Name	Status	Preview	Comments	Updated (UTC)
framework-docs	✅ Ready (Inspect)	Visit Preview	💬 Add feedback	Nov 24, 2024 3:17am
framework-landing	✅ Ready (Inspect)	Visit Preview	💬 Add feedback	Nov 24, 2024 3:17am
moose-logs-frontend	✅ Ready (Inspect)	Visit Preview	💬 Add feedback	Nov 24, 2024 3:17am
moose-product-analytics	✅ Ready (Inspect)	Visit Preview	💬 Add feedback	Nov 24, 2024 3:17am

cjus commented 4 days ago

Shouldn't the leader do the leadership tasks no matter what?

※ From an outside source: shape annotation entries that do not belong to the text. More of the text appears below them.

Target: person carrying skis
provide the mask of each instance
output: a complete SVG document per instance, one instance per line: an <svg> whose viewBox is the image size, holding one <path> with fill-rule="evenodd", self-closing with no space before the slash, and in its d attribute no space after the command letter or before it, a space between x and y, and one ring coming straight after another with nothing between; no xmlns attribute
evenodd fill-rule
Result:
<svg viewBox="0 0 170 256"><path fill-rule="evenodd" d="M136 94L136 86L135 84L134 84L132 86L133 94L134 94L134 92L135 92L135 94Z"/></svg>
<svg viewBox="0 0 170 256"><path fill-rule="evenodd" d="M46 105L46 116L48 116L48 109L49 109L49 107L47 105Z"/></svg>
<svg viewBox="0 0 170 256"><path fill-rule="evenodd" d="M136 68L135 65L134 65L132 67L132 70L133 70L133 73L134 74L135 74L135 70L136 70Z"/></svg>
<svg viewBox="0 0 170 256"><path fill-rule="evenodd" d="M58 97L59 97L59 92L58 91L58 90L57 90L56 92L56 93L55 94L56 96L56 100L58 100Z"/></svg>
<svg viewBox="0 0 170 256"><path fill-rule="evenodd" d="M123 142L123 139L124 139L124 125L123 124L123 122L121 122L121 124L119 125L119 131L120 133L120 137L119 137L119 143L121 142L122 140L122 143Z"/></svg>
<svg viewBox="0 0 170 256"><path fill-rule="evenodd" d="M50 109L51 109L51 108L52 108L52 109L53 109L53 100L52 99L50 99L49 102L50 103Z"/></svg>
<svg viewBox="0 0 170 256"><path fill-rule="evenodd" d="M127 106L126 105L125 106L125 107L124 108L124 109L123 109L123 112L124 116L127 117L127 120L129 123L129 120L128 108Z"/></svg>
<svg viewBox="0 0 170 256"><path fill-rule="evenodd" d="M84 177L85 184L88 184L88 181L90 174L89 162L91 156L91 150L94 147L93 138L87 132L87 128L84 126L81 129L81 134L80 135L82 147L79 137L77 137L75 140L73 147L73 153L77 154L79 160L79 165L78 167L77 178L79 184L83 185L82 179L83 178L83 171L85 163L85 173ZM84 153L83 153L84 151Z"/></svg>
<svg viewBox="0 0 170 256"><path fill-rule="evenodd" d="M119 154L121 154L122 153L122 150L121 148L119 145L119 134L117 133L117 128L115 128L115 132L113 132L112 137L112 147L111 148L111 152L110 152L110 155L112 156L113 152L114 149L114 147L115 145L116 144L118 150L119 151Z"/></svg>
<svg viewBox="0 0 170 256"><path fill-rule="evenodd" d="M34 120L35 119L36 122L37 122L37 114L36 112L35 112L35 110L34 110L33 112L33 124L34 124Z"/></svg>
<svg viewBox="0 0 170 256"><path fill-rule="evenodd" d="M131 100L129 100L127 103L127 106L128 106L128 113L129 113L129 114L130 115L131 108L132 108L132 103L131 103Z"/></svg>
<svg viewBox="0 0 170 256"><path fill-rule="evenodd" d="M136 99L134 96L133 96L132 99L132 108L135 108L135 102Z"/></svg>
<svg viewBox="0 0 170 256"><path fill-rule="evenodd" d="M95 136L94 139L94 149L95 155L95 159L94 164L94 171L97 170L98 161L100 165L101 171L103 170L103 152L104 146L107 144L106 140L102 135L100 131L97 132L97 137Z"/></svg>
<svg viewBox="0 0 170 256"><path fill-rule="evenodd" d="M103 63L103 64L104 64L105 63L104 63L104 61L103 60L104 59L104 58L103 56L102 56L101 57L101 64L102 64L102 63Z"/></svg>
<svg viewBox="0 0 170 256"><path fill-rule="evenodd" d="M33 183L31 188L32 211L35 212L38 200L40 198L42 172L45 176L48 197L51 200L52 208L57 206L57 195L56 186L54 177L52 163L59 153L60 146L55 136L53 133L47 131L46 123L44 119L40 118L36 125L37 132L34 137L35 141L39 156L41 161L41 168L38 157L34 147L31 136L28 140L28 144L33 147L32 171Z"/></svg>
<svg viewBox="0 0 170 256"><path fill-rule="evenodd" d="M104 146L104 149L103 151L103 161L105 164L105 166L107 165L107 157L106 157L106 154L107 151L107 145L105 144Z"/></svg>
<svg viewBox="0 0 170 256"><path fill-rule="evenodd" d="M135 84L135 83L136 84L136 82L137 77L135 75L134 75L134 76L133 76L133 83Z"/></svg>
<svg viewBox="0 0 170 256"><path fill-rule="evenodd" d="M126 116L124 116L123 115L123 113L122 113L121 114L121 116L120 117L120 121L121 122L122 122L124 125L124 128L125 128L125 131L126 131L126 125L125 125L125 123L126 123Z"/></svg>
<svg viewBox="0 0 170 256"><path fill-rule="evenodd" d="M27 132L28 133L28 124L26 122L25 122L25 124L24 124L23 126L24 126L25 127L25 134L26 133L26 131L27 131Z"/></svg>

Leadership tasks can only be performed when an instance has become the leader for the first time. This means a process must have successfully acquired the leadership lock before having it to begin with. That's the use of the is_new_acquisition flag. The key to this PR working is the presence of multiple process instances of moose running. Leadership is passed between instances as leaders come and go. In the context of a single instance, the lock will not be created for the first time if a single process already has the lock. If a single instance loses the lock, then it will expire and can then be created and newly acquired.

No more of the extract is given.